Net income surged 476% year-over-year driven by a massive increase in debt financing volume.
Origination fee rates dropped from 90 to 76 basis points, eroding per-loan profitability.
The company is facing a lawsuit with damages sought in excess of $50 million.
Board approved a $75 million stock repurchase program, with $13.3 million spent in Q1.

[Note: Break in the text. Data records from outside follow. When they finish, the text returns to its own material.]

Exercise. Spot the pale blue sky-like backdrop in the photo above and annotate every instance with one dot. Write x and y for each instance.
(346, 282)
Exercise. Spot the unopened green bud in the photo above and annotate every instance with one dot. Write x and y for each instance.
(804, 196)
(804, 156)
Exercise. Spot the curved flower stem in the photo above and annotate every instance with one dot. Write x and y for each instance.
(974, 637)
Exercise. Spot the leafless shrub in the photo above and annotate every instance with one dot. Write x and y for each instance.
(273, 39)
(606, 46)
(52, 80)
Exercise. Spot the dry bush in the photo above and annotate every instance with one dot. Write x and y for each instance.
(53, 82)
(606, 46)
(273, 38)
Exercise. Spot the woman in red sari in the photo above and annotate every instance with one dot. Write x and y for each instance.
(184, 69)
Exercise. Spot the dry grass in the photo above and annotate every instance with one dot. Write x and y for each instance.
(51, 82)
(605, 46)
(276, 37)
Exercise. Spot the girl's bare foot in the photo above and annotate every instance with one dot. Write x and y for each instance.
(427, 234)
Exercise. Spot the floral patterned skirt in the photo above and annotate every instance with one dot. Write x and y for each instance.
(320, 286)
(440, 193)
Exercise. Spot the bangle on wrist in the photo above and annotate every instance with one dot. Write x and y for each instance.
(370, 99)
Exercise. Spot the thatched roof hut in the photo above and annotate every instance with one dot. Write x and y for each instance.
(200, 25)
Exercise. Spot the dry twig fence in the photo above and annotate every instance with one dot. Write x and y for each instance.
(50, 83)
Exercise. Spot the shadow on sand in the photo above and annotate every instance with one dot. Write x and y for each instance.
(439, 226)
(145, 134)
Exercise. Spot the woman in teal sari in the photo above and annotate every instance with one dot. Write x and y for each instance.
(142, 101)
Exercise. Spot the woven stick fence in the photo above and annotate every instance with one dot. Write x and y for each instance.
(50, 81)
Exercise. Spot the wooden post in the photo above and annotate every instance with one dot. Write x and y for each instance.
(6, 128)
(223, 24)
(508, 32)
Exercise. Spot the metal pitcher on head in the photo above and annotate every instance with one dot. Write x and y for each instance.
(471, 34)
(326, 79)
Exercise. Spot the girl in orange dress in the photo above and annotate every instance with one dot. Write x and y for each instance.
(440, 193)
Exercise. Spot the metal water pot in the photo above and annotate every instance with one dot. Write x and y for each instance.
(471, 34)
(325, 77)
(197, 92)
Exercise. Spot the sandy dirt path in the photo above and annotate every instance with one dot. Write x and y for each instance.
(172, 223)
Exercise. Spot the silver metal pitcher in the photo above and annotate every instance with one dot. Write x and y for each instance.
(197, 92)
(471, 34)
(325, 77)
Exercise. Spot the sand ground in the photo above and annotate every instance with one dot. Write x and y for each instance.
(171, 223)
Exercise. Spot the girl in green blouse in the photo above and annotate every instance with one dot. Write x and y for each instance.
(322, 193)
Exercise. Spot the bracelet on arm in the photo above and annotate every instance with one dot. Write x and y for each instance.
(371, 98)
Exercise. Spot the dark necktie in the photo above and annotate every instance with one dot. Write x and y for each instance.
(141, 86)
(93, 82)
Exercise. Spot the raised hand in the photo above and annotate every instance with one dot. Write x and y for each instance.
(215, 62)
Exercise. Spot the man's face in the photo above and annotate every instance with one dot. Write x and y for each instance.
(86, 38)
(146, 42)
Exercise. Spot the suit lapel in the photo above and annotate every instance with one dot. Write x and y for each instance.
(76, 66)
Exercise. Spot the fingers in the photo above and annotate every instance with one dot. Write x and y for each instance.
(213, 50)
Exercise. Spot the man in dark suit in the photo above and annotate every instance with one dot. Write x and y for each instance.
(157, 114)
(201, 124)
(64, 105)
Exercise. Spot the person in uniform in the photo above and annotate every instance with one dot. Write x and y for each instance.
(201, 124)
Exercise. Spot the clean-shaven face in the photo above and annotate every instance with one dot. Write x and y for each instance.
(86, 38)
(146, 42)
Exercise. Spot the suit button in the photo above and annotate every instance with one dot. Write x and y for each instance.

The Q1 2026 filing presents a company in a high-stakes transition, balancing explosive top-line growth against mounting credit and operational risks. The massive increase in transaction volume and the resulting leap in net income demonstrate a strong market demand for the company's platform. However, the shift toward lower-margin brokered transactions and the rise in loan repurchase losses indicate that this growth comes with increased costs and risk. The divergence between the 132% volume surge and a more modest 14% increase in Adjusted EBITDA suggests that the operational efficiency of the growth is not yet fully optimized. Ultimately, the investment thesis hinges on whether the expansion of the recurring servicing portfolio can outpace the rising costs of risk-sharing and credit losses. While the company maintains a strong relationship with the Agencies and a dominant position in multifamily lending, the increasing scale of its warehouse debt and the volatility of its MSR valuations create a complex risk profile. Investors must weigh the potential for a diversified CRE recovery against the reality of a highly leveraged balance sheet in an uncertain interest rate environment.